What would you expect to get out of Danny Duffy on three day’s rest?

Historically, the answer had been pretty good, depending on your perspective. In two career starts on less than four days of rest he’d pitched seven innings and allowed three hits, one earned run and struck out seven.

The problem is that was total. Both previous times—May 3, 2014 against Detroit and May 15, 2016 against Atlanta—also represented Duffy’s first start of the season after performing more of a long man role out of the pen. It was basically a bridge start, the kind of thing that happens when you can’t send a guy to the minors to get stretched out but still need him to start working longer into the game.

Saturday Duffy started on three days rest because Major League Baseball is actively trying to screw the Royals trying to help Kansas City make up for all the days recently lost due to weather/natural disaster. Which meant Duffy was unlikely to go the distance, thereby turning the game over to Kansas City’s bullpen and making a bad situation infinitely worse.

Is that exactly what happened? Buddy you know it was! Duffy threw 101 largely ineffective pitches, allowing 10 hits and six earned runs, although we’ll get to how that’s not exactly all his fault later, before yielding to the bullpen which was once more only too happy to toss some gas onto the fire.

The Tigers got going in the very first inning Leonys Martin led off with a double, with Duffy limiting Jeimer Candelario and Miguel Cabrera to ground outs. Then Nick Castellanos singled to score Martin and get the Motor City Kitties on the board—to which the Royals responded an inning later with singles from Cheslor Cuthbert, Abraham Almonte and Drew Butera, the last scoring Cuthbert.

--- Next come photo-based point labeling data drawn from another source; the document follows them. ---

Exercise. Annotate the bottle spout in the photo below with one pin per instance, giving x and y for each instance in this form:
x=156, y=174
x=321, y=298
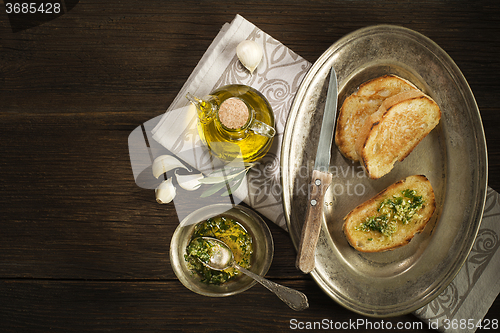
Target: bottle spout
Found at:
x=206, y=107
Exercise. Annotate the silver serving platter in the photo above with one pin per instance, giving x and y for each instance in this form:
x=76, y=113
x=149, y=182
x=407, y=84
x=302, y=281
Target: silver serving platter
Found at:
x=453, y=157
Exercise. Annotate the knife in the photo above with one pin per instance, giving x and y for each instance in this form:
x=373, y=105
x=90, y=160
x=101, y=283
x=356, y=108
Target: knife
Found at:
x=320, y=181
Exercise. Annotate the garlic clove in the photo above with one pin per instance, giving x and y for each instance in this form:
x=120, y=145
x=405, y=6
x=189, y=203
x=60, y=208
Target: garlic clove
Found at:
x=189, y=182
x=250, y=54
x=165, y=163
x=165, y=192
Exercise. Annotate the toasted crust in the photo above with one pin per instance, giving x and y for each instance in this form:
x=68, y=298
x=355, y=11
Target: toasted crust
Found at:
x=374, y=241
x=391, y=133
x=360, y=105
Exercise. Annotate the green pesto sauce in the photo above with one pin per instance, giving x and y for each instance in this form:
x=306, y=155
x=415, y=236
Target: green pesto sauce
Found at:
x=230, y=232
x=398, y=209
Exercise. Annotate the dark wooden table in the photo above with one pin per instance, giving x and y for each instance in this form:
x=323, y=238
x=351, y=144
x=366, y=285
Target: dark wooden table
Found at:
x=82, y=247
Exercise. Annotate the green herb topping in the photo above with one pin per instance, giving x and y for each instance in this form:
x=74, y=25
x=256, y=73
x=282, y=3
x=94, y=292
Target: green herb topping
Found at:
x=398, y=209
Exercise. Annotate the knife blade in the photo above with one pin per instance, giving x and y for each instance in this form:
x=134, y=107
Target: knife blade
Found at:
x=320, y=181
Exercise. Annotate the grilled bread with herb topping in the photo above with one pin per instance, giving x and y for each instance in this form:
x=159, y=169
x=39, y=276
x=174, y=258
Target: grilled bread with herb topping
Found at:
x=360, y=105
x=391, y=133
x=391, y=218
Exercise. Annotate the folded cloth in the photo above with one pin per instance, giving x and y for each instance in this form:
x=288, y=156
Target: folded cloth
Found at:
x=277, y=77
x=464, y=302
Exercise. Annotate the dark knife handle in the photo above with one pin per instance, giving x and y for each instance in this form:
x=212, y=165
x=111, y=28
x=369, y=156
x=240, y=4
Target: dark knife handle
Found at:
x=312, y=225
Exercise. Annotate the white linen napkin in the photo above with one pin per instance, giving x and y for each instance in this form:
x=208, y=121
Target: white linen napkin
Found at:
x=463, y=304
x=277, y=77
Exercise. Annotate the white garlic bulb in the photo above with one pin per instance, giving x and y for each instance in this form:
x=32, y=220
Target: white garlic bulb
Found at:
x=250, y=54
x=165, y=163
x=165, y=192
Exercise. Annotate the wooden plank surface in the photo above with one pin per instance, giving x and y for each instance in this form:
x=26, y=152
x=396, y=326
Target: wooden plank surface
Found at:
x=82, y=247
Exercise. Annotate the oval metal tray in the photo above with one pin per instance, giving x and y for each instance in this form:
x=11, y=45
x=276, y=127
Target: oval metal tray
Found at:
x=453, y=157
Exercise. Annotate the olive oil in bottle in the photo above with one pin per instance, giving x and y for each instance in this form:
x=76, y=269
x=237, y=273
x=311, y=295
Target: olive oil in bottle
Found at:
x=235, y=121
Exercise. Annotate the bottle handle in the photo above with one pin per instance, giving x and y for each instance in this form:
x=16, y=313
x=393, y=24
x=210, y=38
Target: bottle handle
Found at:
x=260, y=128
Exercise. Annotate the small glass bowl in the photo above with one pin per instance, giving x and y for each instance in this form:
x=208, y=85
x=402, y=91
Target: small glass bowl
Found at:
x=263, y=249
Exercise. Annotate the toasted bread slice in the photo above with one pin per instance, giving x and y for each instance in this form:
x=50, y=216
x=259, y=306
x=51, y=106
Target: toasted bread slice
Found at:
x=365, y=235
x=391, y=133
x=360, y=105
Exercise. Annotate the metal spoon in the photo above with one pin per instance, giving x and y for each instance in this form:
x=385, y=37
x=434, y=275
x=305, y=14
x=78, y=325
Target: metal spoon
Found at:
x=221, y=257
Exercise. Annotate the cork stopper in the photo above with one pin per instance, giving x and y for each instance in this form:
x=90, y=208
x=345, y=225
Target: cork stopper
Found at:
x=233, y=113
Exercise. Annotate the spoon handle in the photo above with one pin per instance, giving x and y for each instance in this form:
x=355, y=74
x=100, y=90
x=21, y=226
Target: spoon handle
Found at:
x=293, y=298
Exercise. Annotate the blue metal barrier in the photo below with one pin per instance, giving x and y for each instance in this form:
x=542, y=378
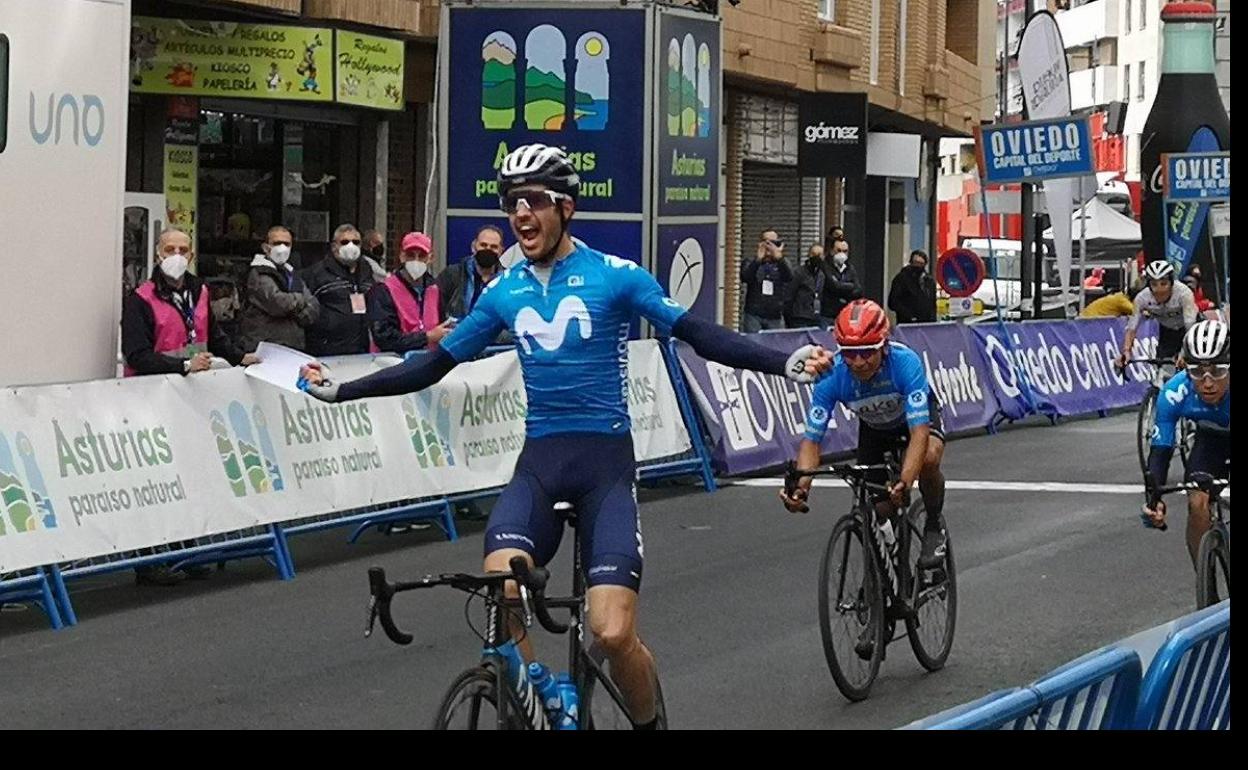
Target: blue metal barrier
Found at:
x=697, y=459
x=1000, y=710
x=1188, y=683
x=35, y=587
x=1097, y=692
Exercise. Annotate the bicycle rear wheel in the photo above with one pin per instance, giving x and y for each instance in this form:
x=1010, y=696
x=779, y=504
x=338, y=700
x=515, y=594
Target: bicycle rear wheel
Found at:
x=1145, y=427
x=932, y=595
x=471, y=703
x=851, y=609
x=599, y=708
x=1213, y=568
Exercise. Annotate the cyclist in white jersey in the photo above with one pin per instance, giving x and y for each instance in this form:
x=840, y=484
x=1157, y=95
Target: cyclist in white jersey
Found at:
x=1171, y=302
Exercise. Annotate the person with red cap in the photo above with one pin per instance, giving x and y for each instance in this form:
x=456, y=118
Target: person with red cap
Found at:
x=404, y=312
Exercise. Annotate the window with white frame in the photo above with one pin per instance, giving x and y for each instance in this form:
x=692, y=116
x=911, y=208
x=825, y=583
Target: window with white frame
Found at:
x=875, y=43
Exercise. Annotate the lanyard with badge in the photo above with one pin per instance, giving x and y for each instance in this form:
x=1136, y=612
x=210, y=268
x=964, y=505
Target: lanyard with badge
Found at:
x=358, y=306
x=185, y=306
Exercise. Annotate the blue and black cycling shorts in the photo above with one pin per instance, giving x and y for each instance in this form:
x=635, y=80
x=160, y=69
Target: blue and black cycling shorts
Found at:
x=597, y=473
x=1211, y=454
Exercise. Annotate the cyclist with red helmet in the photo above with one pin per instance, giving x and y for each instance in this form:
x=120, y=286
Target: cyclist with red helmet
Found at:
x=885, y=383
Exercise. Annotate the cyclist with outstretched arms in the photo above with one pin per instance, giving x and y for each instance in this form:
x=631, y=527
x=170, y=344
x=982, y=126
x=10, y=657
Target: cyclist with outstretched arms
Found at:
x=1171, y=302
x=569, y=308
x=1201, y=393
x=885, y=383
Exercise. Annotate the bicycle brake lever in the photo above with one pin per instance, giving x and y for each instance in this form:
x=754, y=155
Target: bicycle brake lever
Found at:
x=372, y=617
x=527, y=608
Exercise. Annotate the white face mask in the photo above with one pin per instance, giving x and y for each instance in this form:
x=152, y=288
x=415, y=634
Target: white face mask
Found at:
x=416, y=268
x=174, y=266
x=280, y=253
x=348, y=253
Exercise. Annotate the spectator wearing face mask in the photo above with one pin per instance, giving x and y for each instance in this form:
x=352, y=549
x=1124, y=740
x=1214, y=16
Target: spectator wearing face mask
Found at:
x=765, y=278
x=373, y=253
x=404, y=312
x=166, y=323
x=340, y=283
x=841, y=285
x=278, y=306
x=462, y=283
x=912, y=295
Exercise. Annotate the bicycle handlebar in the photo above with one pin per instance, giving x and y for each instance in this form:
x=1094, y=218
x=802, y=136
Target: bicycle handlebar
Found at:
x=850, y=472
x=1201, y=483
x=533, y=580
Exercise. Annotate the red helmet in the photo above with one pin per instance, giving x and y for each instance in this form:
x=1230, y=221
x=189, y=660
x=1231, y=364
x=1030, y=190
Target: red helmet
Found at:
x=861, y=323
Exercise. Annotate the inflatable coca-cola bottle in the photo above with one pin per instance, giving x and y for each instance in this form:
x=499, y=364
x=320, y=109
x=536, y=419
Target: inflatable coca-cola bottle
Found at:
x=1187, y=100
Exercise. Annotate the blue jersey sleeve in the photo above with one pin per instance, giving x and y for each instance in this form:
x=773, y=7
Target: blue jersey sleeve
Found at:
x=648, y=300
x=823, y=401
x=1170, y=409
x=911, y=380
x=478, y=328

The Royals had a chance to go ahead in the third when Mike Moustakas extended his hitting streak to 13 games and advanced to second on a two-out Jorge Soler walk. Cuthbert flew out and Detroit tacked on two in the third on a two-run swat by Castellanos.

Ah but our heroes responded in the fourth by loading the bases (Almonte single, Alcides Escobar single, Butera reaches on an error), and tacked on runs thanks to a Jon Jay groundout and a Whit Merrifield sac fly.

The fifth inning is where the wheels came off for Duffy and by extension, the Royals. He surrendered a leadoff single to Victor Martinez, then got JaCoby Jones to line out and James McCann to strike out. That set up this sequence:

  • Jose Iglesias single, Martinez to second
  • Dixon Machado single, Martinez scores, Iglesias to third.
  • Tim Hill replaces Duffy
  • Martin singles on a bunt mishandled by Butera (not that he would’ve gotten the speedy Martin anyway). Bases loaded.
  • Candelario walks. Iglesias scores. Bases still loaded.
  • Cabrera walks. Machado scores. Bases still loaded.
  • Kevin McCarthy replaces Hill.
  • Castellanos flies out.

Given what the Royals have become in terms of a bullpen, this was never going to go well, but the offense kept trying, God bless ‘em. Almonte, having the game of his life, led off with a single, followed by an Escobar double that moved him to third. Butera popped out (of course) but Jay scored Almonte on a ground out to get the Royals back within two runs.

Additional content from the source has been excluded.